サロメはその美しさに魅了され口つけを求めるが、
ヨカナーンは彼女の穢れた生い立ちを呪うばかりである。
祝宴は進み、ヘロデ王がサロメに告げる。
「俺のために舞え。舞ってさえくれれば、望むものを何でもやる……」
穢れの血は、無垢の恋は、何処に流れつくのか。
■キャスト
サロメ(ユダヤの王女 ヘロディアの娘)…雑賀玲衣
ヘロデ(ユダヤの王、サロメの義父)…手塚優希
ヘロデの穢れ ファサエリス(ヘロデの先妻)…小林龍二
ヘロディア(ヘロデの妻、サロメの母)…柳橋龍(兎団)
ヘロディアの穢れ フィリポ(ヘロディアの先夫、ヘロデの兄、サロメの父)…佐藤天衣(兎団)
ナアマン(首斬役)…古川ゆかり
ヨカナーン(預言者、イエスの洗礼者)…きえる
■スタッフ
舞台監督:小林龍二
照明:寺田香織
音響:新直人(salty rock/零'sRecord)
撮影・配信:U-3
衣装・小道具:きえる
写真撮影:加藤春日
宣伝美術:立夏
制作:手塚優希
■演出ノート:「河原ノ者達の禊ぎ、贖罪と代受苦のサロメ」
中世日本には河原ノ者(カワラノモノ)と呼ばれ、河原で賤業を営む人々がいた。
その賤業のひとつであった芸能では、河原ノ者が舞台上で異形の姿を晒すことで常人の罪を引き受ける、代受苦(ダイジュク)という契約があった。
個人が人間の罪を請け負うという点で、イエスの贖罪にとても良く似ている。
獣の仕業では河原を舞台とし、身体に日本芸能の作法を取り入れ、河原ノ者達の演じるサロメとして仕立てる。
また、禁忌の犠牲になったヘロデの先妻やヘロディアの先夫を役として追加し、異形として穢れを表現する。
サロメの先行小説であるフローベール「ヘロディア」の一節も引用し、穢れの由縁も掘り下げて行く。

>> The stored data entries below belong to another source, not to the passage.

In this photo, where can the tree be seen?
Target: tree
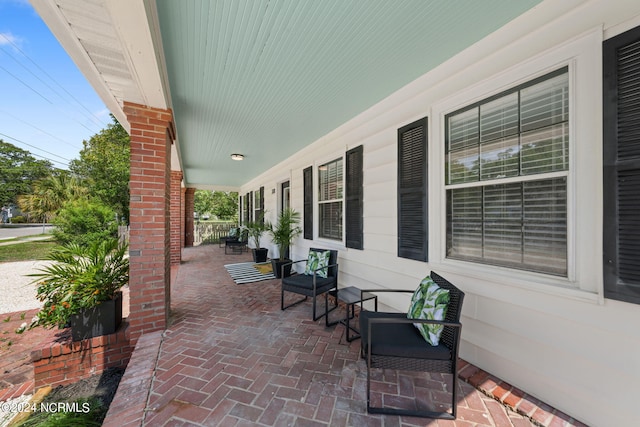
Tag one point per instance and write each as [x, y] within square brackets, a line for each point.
[203, 202]
[104, 167]
[225, 205]
[18, 170]
[84, 222]
[50, 194]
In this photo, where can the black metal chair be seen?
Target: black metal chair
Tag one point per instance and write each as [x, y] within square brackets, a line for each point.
[239, 245]
[390, 341]
[312, 285]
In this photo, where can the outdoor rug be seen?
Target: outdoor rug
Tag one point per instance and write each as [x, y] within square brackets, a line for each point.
[248, 272]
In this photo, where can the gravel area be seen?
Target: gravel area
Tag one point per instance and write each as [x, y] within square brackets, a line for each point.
[17, 292]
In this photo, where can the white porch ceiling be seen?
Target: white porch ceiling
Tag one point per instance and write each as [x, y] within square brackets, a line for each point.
[264, 78]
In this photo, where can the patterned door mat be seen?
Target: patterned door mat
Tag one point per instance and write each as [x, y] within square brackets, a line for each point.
[249, 272]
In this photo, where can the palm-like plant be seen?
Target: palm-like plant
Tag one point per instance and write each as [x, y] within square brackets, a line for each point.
[80, 277]
[50, 194]
[285, 230]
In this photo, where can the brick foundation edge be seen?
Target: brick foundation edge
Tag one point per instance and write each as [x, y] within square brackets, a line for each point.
[129, 403]
[67, 362]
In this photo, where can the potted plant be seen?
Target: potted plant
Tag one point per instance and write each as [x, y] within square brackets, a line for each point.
[282, 234]
[81, 288]
[256, 230]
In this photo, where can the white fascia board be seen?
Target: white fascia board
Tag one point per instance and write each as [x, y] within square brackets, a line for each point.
[136, 31]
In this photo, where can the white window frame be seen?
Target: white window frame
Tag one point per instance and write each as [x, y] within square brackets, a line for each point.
[318, 202]
[479, 182]
[582, 56]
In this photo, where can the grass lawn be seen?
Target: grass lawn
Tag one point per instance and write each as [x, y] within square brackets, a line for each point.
[26, 251]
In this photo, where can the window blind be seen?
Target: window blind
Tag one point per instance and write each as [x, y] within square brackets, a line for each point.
[521, 135]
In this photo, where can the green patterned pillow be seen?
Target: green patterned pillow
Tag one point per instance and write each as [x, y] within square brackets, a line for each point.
[429, 301]
[318, 259]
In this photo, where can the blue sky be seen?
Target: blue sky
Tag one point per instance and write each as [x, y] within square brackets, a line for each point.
[46, 105]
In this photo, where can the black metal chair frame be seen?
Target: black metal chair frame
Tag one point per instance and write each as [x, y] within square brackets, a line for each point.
[450, 338]
[313, 290]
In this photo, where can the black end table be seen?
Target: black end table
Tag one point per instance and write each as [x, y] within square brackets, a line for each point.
[350, 296]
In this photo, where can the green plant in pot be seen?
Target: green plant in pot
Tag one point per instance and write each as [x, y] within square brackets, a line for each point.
[282, 234]
[256, 230]
[81, 288]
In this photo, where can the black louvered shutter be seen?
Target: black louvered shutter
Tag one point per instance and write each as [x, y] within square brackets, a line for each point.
[260, 210]
[307, 180]
[621, 122]
[412, 191]
[354, 198]
[247, 203]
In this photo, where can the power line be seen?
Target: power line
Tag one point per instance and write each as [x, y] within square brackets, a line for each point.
[92, 115]
[33, 146]
[76, 146]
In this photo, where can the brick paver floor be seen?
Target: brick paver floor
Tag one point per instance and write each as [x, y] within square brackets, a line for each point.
[231, 357]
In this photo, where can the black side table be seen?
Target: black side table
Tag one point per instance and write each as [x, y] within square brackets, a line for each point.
[350, 296]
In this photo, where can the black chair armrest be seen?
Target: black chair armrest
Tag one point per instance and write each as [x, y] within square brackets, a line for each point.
[373, 291]
[327, 267]
[294, 262]
[407, 320]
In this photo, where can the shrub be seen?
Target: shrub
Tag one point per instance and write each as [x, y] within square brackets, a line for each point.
[85, 221]
[80, 277]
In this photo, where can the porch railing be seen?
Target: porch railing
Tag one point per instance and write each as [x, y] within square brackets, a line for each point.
[210, 232]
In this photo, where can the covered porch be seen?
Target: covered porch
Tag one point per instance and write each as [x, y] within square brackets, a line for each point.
[230, 356]
[372, 91]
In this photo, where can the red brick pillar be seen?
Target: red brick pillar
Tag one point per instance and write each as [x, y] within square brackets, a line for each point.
[149, 239]
[175, 219]
[183, 192]
[189, 200]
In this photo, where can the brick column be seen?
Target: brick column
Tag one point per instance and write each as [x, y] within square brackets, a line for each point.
[175, 220]
[189, 200]
[183, 192]
[149, 239]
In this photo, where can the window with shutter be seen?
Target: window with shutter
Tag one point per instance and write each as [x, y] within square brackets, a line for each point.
[506, 166]
[412, 191]
[248, 207]
[621, 149]
[307, 178]
[259, 205]
[354, 206]
[330, 199]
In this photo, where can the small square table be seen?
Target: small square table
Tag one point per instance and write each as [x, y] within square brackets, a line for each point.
[350, 296]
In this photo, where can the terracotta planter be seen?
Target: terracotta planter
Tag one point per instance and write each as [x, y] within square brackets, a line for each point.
[104, 319]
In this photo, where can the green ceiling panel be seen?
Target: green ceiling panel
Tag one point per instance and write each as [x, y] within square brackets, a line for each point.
[267, 77]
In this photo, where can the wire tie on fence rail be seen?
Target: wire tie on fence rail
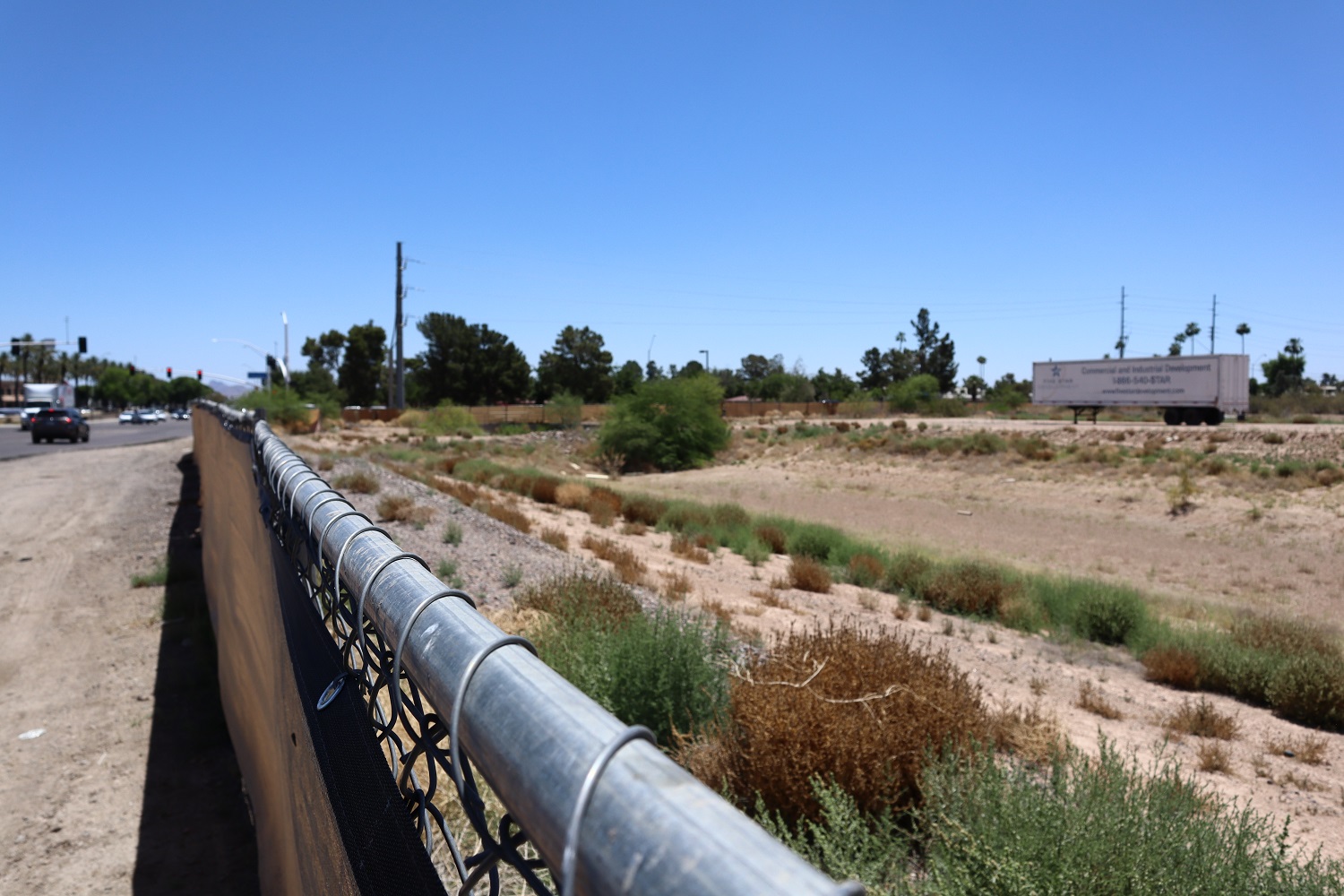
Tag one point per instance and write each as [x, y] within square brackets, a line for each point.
[569, 864]
[295, 495]
[332, 689]
[406, 632]
[454, 750]
[359, 611]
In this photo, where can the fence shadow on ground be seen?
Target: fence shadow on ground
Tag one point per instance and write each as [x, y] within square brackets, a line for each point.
[195, 834]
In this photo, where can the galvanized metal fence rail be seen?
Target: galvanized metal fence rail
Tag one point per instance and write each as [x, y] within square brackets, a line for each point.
[590, 805]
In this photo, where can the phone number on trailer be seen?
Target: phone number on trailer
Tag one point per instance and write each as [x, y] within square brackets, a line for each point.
[1142, 381]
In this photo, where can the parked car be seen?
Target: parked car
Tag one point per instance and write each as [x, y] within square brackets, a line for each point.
[59, 424]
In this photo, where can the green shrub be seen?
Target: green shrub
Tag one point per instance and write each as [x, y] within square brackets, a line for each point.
[1109, 614]
[816, 541]
[660, 670]
[667, 424]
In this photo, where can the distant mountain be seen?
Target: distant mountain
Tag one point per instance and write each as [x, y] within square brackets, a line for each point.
[230, 390]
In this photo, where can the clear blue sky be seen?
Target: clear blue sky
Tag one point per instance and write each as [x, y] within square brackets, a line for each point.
[771, 177]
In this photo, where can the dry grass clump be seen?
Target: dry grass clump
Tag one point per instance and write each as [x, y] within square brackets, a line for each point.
[806, 573]
[1309, 748]
[572, 495]
[676, 586]
[507, 514]
[556, 538]
[461, 490]
[1175, 667]
[580, 594]
[1096, 702]
[545, 489]
[1202, 720]
[1214, 756]
[402, 508]
[362, 482]
[1029, 732]
[629, 568]
[863, 708]
[773, 538]
[602, 506]
[717, 610]
[685, 547]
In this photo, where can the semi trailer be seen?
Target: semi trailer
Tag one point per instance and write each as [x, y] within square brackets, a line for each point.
[1191, 390]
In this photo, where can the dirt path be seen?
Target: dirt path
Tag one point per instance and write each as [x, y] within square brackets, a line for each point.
[132, 786]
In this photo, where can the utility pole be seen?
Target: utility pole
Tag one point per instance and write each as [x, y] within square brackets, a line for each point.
[1212, 328]
[400, 402]
[1123, 340]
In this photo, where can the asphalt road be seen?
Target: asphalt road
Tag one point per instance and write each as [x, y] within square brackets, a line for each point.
[15, 443]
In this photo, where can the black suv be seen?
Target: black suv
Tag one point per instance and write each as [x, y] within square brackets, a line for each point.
[59, 424]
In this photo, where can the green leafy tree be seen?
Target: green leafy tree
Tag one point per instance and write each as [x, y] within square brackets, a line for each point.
[668, 424]
[1191, 332]
[626, 379]
[577, 363]
[833, 387]
[362, 365]
[470, 363]
[935, 355]
[1285, 373]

禁忌の夫婦の娘サロメ。彼女が自らにも流れる穢れの血を請け負い、
善悪も生死も変貌させ自由になる──代受苦を通して、そんな無垢の恋を表現したい。
聖書を原典とするワイルドのサロメは水や河とは縁深い。
河原ノ者達の風景と、有機的にリンクしてくれるだろう。